Die Abende starteten mit der Begrüßung durch die Vorsitzenden der Initiative Rodachtal e.V. Herr Martin Finzel (Bürgermeister Ahorn) und Frau Christine Bardin (Bürgermeisterin Ummerstadt). Anschließend gab Frau Gimbel vom Planungsbüro IPU GmbH einen Einstieg mit Informationen zur Initiative selbst und der Fortschreibung des IEKs. Dann ging es für die IEK-Teams ans Mitmachen. In den nach Gemeinden aufgeteilten Kleingruppen wurden die oben genannten Fragestellungen diskutiert und an Ideen gesponnen. Der Austausch hat nach Aussage der Teilnehmenden den Blick auf die eigene Gemeinde geschärft. Vor allem aber wurde deutlich, dass man mit den meisten Problemen nicht alleine dasteht. Über die Präsentation der Ergebnisse der anderen Gemeinden zum Abschluss der Abende konnten gemeinsame Potentiale und Herausforderungen abgelesen werden, und selbst einige Projektideen fanden sich bereits so oder so ähnlich in unterschiedlichen Gemeinden wieder. Beste Voraussetzungen also, diese ersten Ansätze und Ideen von der gemeindlichen auf die regionale Ebene zu heben. Hierfür soll im März eine sogenannte Regionalwerkstatt stattfinden.

Gruppenbild 02.02.2021

Regionalwerkstatt am 11.03.2021

Am 11.03.2021 fanden sich in der Regionalwerkstatt erstmals die IEK-Teams aller 11 Mitgliedsgemeinden der Initiative Rodachtal in einer gemeinsamen Online-Veranstaltung zusammen.
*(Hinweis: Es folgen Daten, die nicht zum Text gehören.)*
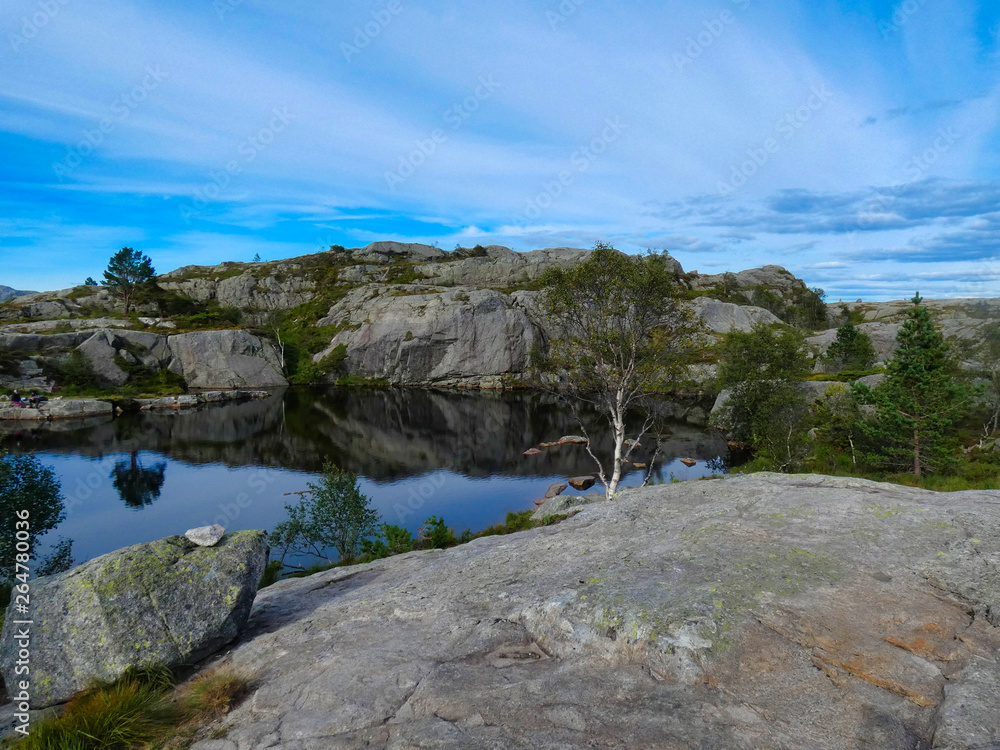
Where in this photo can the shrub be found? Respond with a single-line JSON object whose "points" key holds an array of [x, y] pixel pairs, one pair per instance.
{"points": [[335, 515], [389, 540], [438, 534], [132, 710]]}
Unter dem Motto „Perspektive 2030“ sollte in den verschiedenen Handlungsfeldern in gemischten Gruppen folgende Fragen mit Blick auf das gesamte Rodachtal beantwortet werden:

  • Wie sieht die Region in Zukunft aus?
  • Welche Projekte sind umgesetzt?
  • Welche Erfolge wurden gemeinsam erzielt?

Schon die Begrüßung durch Herr Martin Finzel (Bürgermeister der Gemeinde Ahorn und gemeinsam mit Frau Christine Bardin Vorsitzende der Initiative Rodachtal e.V.) wurde begleitet durch ein sogenanntes Graphic Recording. Dabei wird das Gesagte parallel mitgezeichnet. Das fördert die Aufmerksamkeit und man erhält ein visuelles Protokoll der Veranstaltung. Frau Gimbel vom Planungsbüro IPU gab anschließend einen kurzen Überblick über den aktuellen Stand der Bearbeitung des IEK. Dann ging es los mit der Arbeit in Kleingruppen, die neben der inhaltlichen Arbeit auch das Kennenlernen und den Austausch der Teilnehmenden fördern sollte.

In acht Handlungsfeldern mit verschiedenen Unterthemen wurden von den Teilnehmenden auf Online-Moderationstafeln Beiträge eingebracht, kommentiert und bewertet. So entstand – zunächst schriftlich – ein Bild davon, wie das Rodachtal im Jahr 2030 aufgestellt sein könnte. In der Ergebnisvorstellung mit parallelem Graphic Recording wurde dieses Bild dann tatsächlich gemalt. Den Abschluss des Abends bildete eine Abstimmung dazu, welche Themen den Teilnehmenden für die Zukunft des Rodachtals besonders wichtig sind. Dies bildet eine Grundlage dafür, woran in den Leitprojektwerkstätten weiter gearbeitet werden soll.